I pulled him back toward the basement, and when we were safely down there, he gestured at the towel I’d been holding all this time. “That for me?” He rubbed it over his head, and after he pulled it away, he surveyed the basement. “Nice ambience.”
“I can’t believe you’re here.”
“There’s fallen branches on Williamson, but I bet you anything the tornado bypasses us. This is just a thunderstorm.” Even as he said it, the sirens stopped. “See?” He grinned. “God agrees with me.”
“Still, it can’t have been safe to—”
He put his hand over my mouth, cutting me off. “I thought of something on the way here, but you have to stop scolding me. If I move my hand, will you stop?”
I nodded, and he withdrew his hand.
“I decided we should get married,” he said. “No more of this running-through-the-rain shit. We should live in the same place, sleep in the same bed at night, wake up together in the morning, and whenever there’s a tornado, I can take care of you and watch baseball at the same time.”
We regarded each other.

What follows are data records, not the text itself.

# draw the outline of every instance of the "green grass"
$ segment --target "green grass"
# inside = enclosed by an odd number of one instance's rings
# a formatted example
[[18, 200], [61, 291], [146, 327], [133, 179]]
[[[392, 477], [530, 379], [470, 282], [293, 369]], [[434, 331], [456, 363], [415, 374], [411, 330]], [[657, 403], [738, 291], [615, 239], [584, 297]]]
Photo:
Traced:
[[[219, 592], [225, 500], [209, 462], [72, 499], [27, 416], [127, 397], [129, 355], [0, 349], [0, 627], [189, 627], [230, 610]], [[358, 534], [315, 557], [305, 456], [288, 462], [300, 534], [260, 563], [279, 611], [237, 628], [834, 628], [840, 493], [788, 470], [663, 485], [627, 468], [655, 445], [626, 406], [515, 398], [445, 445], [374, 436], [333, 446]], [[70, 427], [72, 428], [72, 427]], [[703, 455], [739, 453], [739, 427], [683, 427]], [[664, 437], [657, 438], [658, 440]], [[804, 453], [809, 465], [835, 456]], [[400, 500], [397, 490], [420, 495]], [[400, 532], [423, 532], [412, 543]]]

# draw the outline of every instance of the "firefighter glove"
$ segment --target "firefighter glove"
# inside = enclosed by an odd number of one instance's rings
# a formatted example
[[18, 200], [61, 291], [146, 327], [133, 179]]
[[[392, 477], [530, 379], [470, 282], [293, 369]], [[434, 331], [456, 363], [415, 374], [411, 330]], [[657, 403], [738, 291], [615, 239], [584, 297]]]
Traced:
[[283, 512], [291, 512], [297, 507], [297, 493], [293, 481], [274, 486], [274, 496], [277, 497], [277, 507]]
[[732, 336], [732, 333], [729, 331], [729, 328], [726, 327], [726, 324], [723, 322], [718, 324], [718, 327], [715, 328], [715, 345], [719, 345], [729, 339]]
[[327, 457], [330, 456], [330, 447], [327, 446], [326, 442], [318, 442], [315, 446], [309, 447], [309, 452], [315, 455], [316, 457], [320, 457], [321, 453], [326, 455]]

Uncertainly, I said, “You mean—Is this—Are you proposing?”
“It sure feels like it.” He grinned, but a little nervously.
I said, “Okay.” And then I beamed.
When Charlie took hold of me, he embraced me so tightly my feet left the gr
ound—literally, I mean, not figuratively. And here we were in the basement, the grimy basement: My life was changing, and we stood in the dankest of places. I was still myself, I didn’t feel catapulted into a different existence, the room was not aglow. It was only later that this moment would take on its proper burnish. While it was happening, everything felt new and strange and exciting and tenuous, which was the opposite of how it would feel later: weighty and familiar and reassuring. It would in retrospect appear to be a stop on a narrative path that was inevitable, but this is only because most events, most paths, feel inevitable in retrospect.
And so I had lost Dena, and in exchange I had gotten marriage; I’d traded friendship for romance, companionship for a husband. Was this not a reasonable bargain, one most people would make? I’d no longer be that allegedly eccentric, allegedly pitiable never married woman; my very existence would not pose a question that others felt compelled to try answering.
But what amazed me was that I would marry a man I loved; my choices had not turned out to be settling or remaining single. The generic relief of being coupled off was something I could have found by marrying Wade Trommler in 1967, or another man since. The remarkable part was that I’d be getting much more. Charlie was sweet and funny and energetic, he was incredibly attractive—his wrists with light brown hair on the back, his preppy shirts, his grin, and his charisma—and I had waited until the age of thirty-one, I’d sometimes felt like the last one standing, and then I had found somebody who was not perfect but was perfect enough, perfect for me. I was not to be punished, after all. I was to be rewarded, though it was hard to say for what.
It had been six weeks since we’d met.